Of course, the primary reason for the lack of power is a myopic lack of infrastructure investment at a time when several of these affected nations have enjoyed a sustained period of economic growth. None more so than South Africa, which is now paying the price for not looking beyond its nose. The state power company Eskom, the world’s fourth largest power utility, was advised in a 1998 report that it would run short of electricity in 2007. Plans to privatize Eskom delayed investment in the grid and when this plan also stalled, South Africa found itself in a mess that may take several years to get out of.

Jacob Maroga, CEO of Eskom, said that a combination of poor planning, demand growth and a failing policy to bring in independent power producers has left reserve margins at just eight per cent, barely half the international norm of 15 per cent. Maroga predicts that Eskom will reach this only by 2013, when new baseload power stations come on stream. Until then, load shedding will continue, which is bad news not only for South Africans, but also its neighbours, several of which have depended on the country in times of need.

But it is not all doom and gloom, dozens of nations trying to build their way out the crisis. Zambia, which has not built a power plant for some 15 years, plans $1.2 billion in new capacity, financed mainly by China and India. South Africa is spending $20 billion.
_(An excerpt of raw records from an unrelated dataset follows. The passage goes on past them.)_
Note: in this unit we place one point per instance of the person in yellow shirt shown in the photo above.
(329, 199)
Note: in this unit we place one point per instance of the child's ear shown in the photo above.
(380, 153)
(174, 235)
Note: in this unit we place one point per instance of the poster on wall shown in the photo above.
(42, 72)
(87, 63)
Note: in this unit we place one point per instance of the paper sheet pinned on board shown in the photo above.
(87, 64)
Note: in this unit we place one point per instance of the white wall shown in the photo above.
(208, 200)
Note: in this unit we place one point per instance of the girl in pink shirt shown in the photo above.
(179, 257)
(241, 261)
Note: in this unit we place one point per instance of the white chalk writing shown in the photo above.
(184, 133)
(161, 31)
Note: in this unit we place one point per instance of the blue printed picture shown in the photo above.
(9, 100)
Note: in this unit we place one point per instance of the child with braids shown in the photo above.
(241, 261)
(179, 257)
Uganda has given the green light for a 250 MW hydropower project on the Nile just below the Bujagali Falls. AES Corporation of the USA and South Africa’s Madhvani International are spending $800 million on the dam, the biggest-ever foreign investment in east Africa. Similar dams are planned for the Niger and the Volta.
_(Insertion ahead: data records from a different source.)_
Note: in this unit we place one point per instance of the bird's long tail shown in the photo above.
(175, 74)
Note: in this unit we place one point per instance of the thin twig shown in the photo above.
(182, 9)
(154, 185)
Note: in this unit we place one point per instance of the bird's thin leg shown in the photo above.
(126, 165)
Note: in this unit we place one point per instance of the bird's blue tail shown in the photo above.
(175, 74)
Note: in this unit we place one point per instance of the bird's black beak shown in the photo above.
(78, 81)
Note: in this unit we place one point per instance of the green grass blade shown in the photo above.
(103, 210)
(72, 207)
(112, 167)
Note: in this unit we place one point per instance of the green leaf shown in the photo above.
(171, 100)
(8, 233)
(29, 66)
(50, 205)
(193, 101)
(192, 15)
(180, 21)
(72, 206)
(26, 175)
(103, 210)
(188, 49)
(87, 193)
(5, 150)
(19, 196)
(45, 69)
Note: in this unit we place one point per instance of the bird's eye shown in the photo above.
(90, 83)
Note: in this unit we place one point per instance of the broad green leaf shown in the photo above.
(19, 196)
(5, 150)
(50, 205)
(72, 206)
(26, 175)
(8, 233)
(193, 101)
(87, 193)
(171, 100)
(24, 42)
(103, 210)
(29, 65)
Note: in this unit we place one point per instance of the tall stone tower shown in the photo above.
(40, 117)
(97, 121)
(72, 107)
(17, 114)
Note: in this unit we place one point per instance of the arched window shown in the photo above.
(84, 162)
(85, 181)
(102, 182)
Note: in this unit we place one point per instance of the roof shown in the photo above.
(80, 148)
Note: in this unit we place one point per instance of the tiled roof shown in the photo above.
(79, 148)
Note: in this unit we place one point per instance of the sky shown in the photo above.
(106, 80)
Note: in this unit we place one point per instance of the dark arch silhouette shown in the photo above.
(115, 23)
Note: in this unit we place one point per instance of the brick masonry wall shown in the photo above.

Also planned is what could become the mother of all hydropower projects – Grand Inga on the river Congo, which sends 42.5 million litres of water pouring into the Atlantic every second – a flow second only to the Amazon. Current plans see Grand Inga generating 39 000 MW – more than twice the projected capacity of the Three Gorges Dam in China and enough to satisfy the energy needs of the entire African continent. This giant run-of-river project would come attached with a giant price tag – estimates range anywhere from $40 billion to $80 billion, plus at least another $10 billion to connect Inga to a continent-wide electricity grid for the main population centres.

However, the cost of taking power from Grand Inga to distant markets could far exceed the cost of generation once capital investment, operation and maintenance and normal line losses of 15 to 20 per cent are factored in according to one estimate. Critics say that the huge amounts of money required for the project would be better spent with smaller scale, localized energy projects that would target meeting the needs of Africa’s poor majority.

But where will the money come from? One proposal is that for every unit of African origin carbon consumed by the developed world, a predetermined amount of green credits or carbon credits would be yielded. The partners could then either supply parts, components, or systems directly, an equivalent amount of investment capital, or lend credits to finance the distribution of renewable energy services, knowledge or equipment.

International relief targeted at poverty reduction could also be redirected towards subsidizing renewable energy projects. Because of the integral role that electrification plays in supporting economic and social development – IT and the Internet, radio, television – funding of rural electrification can be seen as core method for addressing poverty. What is clear is that these countries need power for economic growth and that economic growth needs power. The opportunities are obvious, and it will interesting to see which power companies profit most from these needs.